Non manca il rapporto di Morricone con le grandi voci femminili: da Edda Dell’Orso (protagonista in più di 50 film musicati dal maestro, con la gemma assoluta di C’era una volta il West e gli incredibili vocalizzi di Susanna Rigacci) a Joan Baez, icona americana della musica di protesta e indimenticata cantante in Sacco e Vanzetti di Montaldo, con il brano Here’s to you divenuto un grande inno dei diritti civili.

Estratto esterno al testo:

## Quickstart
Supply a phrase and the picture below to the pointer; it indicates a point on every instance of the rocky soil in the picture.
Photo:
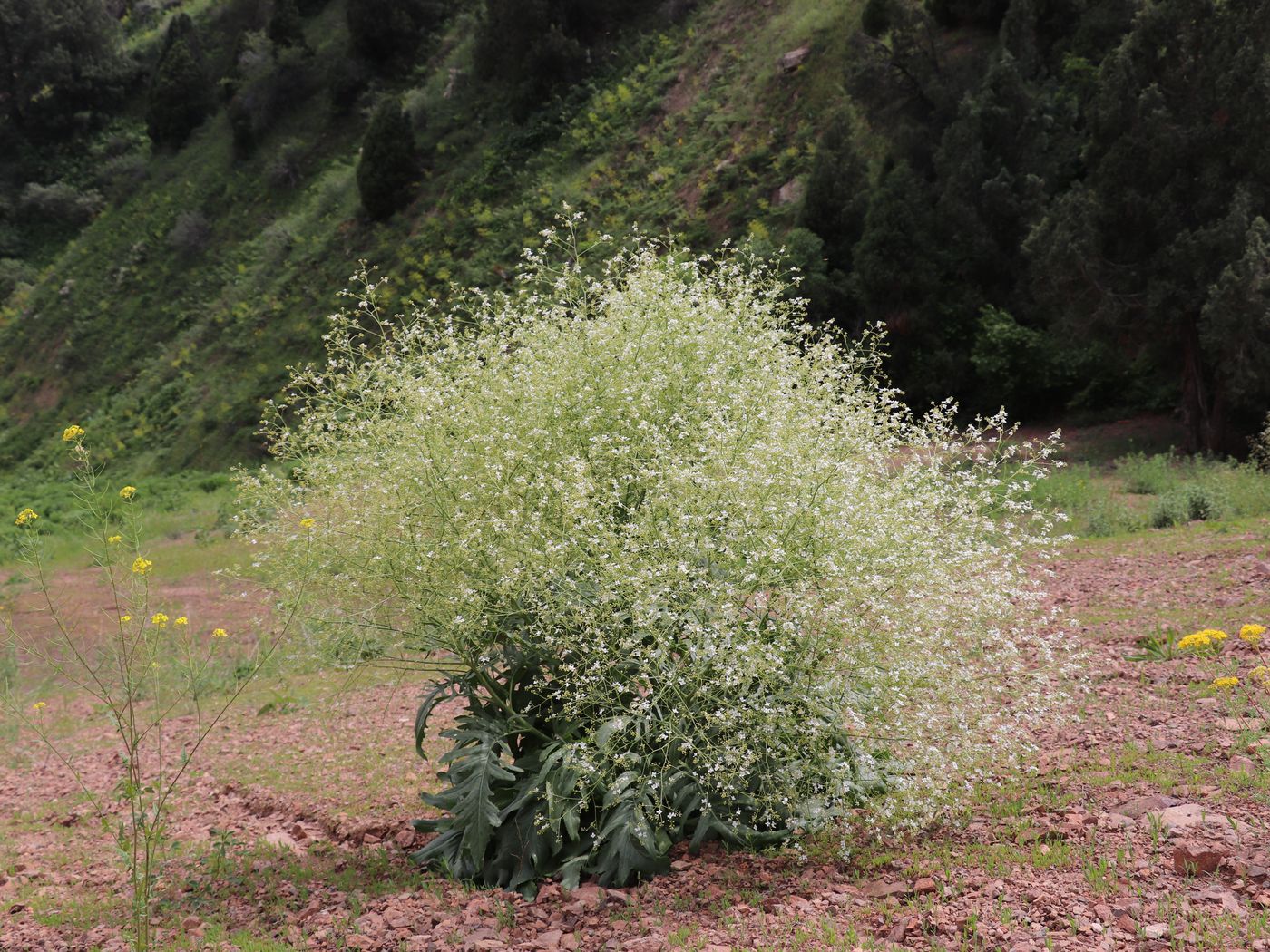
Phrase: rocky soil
(1142, 822)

Tra contributi eccellenti di Bruce Springsteen, Clint Eastwood, Quentin Tarantino, Quincy Jones, Pat Metheny, Hans Zimmer, John Williams e tantissimi altri, l’unico rimpianto di Morricone è stato non aver lavorato con Stanley Kubrick, che lo voleva per Arancia meccanica. «Tradito» da Leone, che disse al regista americano – mentendo – che il compositore era occupato ancora con lui, nel missaggio di Giù la testa.

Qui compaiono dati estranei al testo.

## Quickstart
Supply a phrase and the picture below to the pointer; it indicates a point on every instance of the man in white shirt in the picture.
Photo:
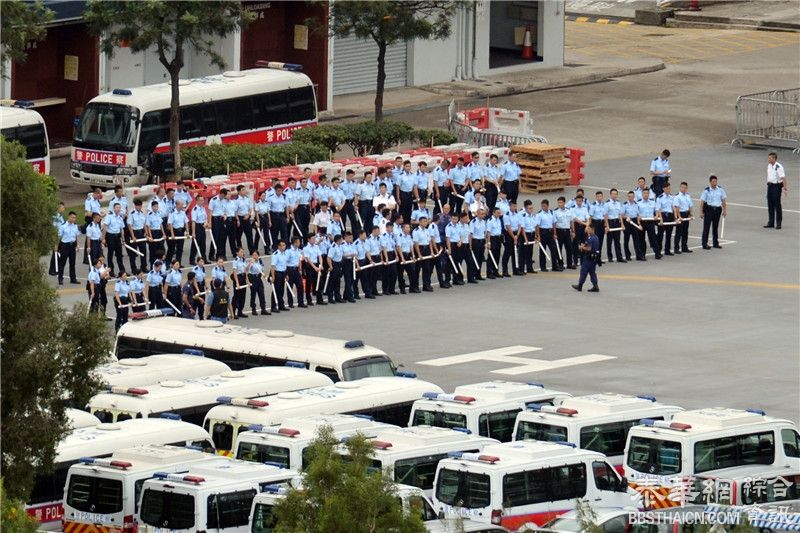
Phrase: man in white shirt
(776, 183)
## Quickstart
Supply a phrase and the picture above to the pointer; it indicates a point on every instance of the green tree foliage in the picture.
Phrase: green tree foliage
(46, 352)
(388, 22)
(342, 495)
(168, 27)
(20, 23)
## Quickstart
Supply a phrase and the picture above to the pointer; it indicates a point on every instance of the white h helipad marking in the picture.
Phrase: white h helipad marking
(522, 365)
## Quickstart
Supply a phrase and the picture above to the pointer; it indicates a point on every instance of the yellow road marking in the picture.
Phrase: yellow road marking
(693, 281)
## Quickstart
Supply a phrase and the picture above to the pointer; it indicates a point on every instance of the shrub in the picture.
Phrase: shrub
(221, 158)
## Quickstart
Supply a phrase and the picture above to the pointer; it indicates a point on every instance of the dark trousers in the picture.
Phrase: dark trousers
(199, 237)
(175, 246)
(665, 233)
(711, 222)
(613, 240)
(114, 246)
(67, 251)
(774, 209)
(632, 233)
(565, 243)
(512, 190)
(588, 267)
(142, 247)
(256, 292)
(682, 233)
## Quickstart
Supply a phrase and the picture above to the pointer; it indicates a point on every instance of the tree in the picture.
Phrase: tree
(46, 353)
(20, 23)
(388, 22)
(342, 495)
(169, 27)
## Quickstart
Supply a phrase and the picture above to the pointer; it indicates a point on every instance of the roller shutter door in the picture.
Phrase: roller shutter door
(355, 65)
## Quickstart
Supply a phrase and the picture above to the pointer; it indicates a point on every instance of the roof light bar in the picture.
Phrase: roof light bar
(541, 408)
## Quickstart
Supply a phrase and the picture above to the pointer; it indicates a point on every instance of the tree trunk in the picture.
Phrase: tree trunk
(381, 81)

I segni particolari di Morricone non finiscono qui, in una babele di immagini preziose: spiccano l’immedesimazione dei leitmotiv con i personaggi, il trattamento timbrico degli strumenti, la preparazione della musica su misura per l’inquadratura. Il ritratto che ne vien fuori è di un uomo che conosce a fondo anche il linguaggio cinematografico: persino il genere horror (da Dario Argento a tanti altri) che gli permette di sperimentare nuovi linguaggi. Oltre due ore e mezza di documentario filano lisce sino alla fine, raccontando anche la passione per gli scacchi del maestro e l’accesa spiritualità, senza tralasciare la sua influenza persino nella musica pop, rock, jazz e metal odierna. Infine il riscatto degli ultimi anni, in cui le sue due anime (l’avanguardista di Nuova Consonanza e l’acclamato compositore di musiche per il cinema) trovano finalmente pace e armonia. «La sua è una musica che ti afferra e ti inghiotte», dice Wong-Kar Wai. Lo stesso pensiamo di questo straordinario e definitivo doc come Ennio, che non bisognerà lasciarsi scappare all’uscita in sala.